Peki sektördeki fırsatlar sizce neler?
Çok büyük potansiyelimiz var. Uzun süre kalabilen Uzak Doğu ve Amerika kıtasından turist çekmeliyiz. Maliyetlere çok takılmadan, bu insanlara ülkemizi göstermeliyiz. Dağ turizmi, spor turizmi, gastronomi turizmi, sağlık turizmi gibi alanlarda turizmi çeşitlendirerek 365 güne yaymalıyız. Turizmde gerçekten başarılı olmak istiyorsak, belediyeler ve bakanlık nezdinde 5 binlik, binlik planlarda turizm alanları fazla esnetilmemeli. Doğru yerde, doğru lokasyonda, doğru ürünle, doğru kitleye ulaşılmalı.
Bölgemizdeki savaş ortamı turizme nasıl yansıyor?
İnsanlar Türkiye denilince, bölgede savaş var diye düşünüyorlar. Türkiye denildiğinde Ortadoğu’daki bir ülke diye algılıyorlar ve gelmekten kaçınıyorlar. Buranın güvenli bir ülke olduğuna insanları ikna etmeliyiz. TGA (Türkiye Turizm Tanıtım ve Geliştirme Ajansı) bir şeyler yapıyor, evet ancak tam olarak yapması gerekeni yapıyor mu, emin değilim. Diyeceğim o ki hep aynı ülkelere yönelmeyin. Başka şeyler düşünün, farklı adımlar atın.
Ekonomideki daralma işlerinize nasıl yansıyor?
Yatırımcılar artık yatırım yapmakta isteksiz. Bunun temel sebebi yalnızca ekonomideki daralma değil, aynı zamanda yüksek faizlerin hâlâ hayatımızda olması. Bir yatırımcı, 10 milyon dolarlık bir tesis yatırımı yaparak faizde kazanacağından daha fazla gelir elde edemeyeceğini düşünüyor ve yatırımdan vazgeçiyor.

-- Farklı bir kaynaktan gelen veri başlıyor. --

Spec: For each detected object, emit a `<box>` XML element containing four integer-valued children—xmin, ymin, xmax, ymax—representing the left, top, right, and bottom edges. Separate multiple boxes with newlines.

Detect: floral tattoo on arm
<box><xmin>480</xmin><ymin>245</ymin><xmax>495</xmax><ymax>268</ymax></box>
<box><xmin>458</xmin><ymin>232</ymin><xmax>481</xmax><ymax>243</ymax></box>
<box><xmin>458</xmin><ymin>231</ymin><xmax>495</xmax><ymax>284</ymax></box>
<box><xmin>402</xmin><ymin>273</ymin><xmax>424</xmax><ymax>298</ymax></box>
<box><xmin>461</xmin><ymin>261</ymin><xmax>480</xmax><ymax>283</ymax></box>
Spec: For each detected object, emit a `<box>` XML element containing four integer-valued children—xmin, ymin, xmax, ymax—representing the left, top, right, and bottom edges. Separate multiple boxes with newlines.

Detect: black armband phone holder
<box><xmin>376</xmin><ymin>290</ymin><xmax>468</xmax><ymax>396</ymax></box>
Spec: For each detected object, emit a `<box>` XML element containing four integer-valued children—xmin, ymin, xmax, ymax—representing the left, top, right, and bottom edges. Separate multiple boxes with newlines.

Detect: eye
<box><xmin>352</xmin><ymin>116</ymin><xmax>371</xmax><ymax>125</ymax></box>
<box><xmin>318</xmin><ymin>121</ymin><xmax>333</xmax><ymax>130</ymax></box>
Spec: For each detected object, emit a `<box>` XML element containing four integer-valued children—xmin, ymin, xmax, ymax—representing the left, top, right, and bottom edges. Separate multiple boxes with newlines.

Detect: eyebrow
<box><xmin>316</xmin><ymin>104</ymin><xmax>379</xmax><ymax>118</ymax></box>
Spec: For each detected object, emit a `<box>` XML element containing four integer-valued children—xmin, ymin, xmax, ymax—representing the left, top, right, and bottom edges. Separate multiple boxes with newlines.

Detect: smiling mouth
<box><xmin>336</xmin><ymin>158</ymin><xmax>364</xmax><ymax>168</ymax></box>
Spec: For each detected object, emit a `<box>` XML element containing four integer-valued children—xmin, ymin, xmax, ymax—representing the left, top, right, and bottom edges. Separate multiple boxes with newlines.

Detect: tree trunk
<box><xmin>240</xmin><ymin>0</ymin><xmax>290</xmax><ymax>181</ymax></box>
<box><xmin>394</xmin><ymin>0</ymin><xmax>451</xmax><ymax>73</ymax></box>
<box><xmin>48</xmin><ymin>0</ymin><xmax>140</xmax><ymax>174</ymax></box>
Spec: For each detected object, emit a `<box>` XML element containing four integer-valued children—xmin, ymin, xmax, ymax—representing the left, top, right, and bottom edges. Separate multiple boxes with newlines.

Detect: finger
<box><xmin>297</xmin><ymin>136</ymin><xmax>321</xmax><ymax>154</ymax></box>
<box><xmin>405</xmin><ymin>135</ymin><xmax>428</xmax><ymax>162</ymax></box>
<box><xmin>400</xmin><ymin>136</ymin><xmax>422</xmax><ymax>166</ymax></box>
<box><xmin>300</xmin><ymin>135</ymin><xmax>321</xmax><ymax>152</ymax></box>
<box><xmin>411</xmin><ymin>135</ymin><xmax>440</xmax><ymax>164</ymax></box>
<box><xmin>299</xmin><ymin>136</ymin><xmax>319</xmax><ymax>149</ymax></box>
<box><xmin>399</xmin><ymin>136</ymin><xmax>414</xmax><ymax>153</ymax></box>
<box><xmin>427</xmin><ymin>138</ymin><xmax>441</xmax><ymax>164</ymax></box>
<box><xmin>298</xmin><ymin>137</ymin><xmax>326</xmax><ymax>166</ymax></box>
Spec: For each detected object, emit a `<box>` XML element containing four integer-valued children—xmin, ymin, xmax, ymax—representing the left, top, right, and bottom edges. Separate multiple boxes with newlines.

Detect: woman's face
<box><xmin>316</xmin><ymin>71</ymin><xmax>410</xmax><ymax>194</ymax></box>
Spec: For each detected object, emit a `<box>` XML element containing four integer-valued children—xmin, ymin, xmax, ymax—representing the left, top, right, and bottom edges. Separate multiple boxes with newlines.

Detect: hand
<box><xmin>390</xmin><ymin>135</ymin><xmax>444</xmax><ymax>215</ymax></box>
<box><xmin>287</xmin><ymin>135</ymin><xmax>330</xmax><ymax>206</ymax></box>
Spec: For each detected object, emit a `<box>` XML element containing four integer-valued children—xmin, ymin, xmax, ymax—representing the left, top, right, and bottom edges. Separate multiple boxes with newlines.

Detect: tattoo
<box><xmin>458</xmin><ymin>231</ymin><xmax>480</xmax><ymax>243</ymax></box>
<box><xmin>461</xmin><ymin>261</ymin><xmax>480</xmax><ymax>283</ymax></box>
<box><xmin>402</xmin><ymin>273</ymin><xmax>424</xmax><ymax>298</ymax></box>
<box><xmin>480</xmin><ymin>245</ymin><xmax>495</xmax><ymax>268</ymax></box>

Ekonomide, tekstilde, inşaatta iflaslar hızla artıyor. Bu sektörler daralınca otellerdeki konaklamalar, toplantılar da azalıyor. Ekonomideki sıkı para politikasının gevşetilmesi gerekiyor.
"Keşfedilmemiş yerlere yönelim var"
“İnsanlar artık daha önce keşfedilmemiş yerlere yöneldi. Bunun bir nedeni de sosyal medyanın etkisiyle oluşan bir ‘Türk politikası’ diyebileceğimiz dalga. Mesela, ‘Yunanistan çok ucuz’ söylemi yayılıyor ve herkes oraya gidiyor. ‘Bodrum çok pahalı’ deniliyor, Bodrum’a gitmeyelim havası oluşuyor. Dijital medyanın güçlü etkisiyle oluşan bir sürü politikası. Influencer’lar insanları kolaylıkla yönlendirebiliyor. Kalitesi çok yüksek olmasa bile, popülerleşen destinasyonlar tercih ediliyor."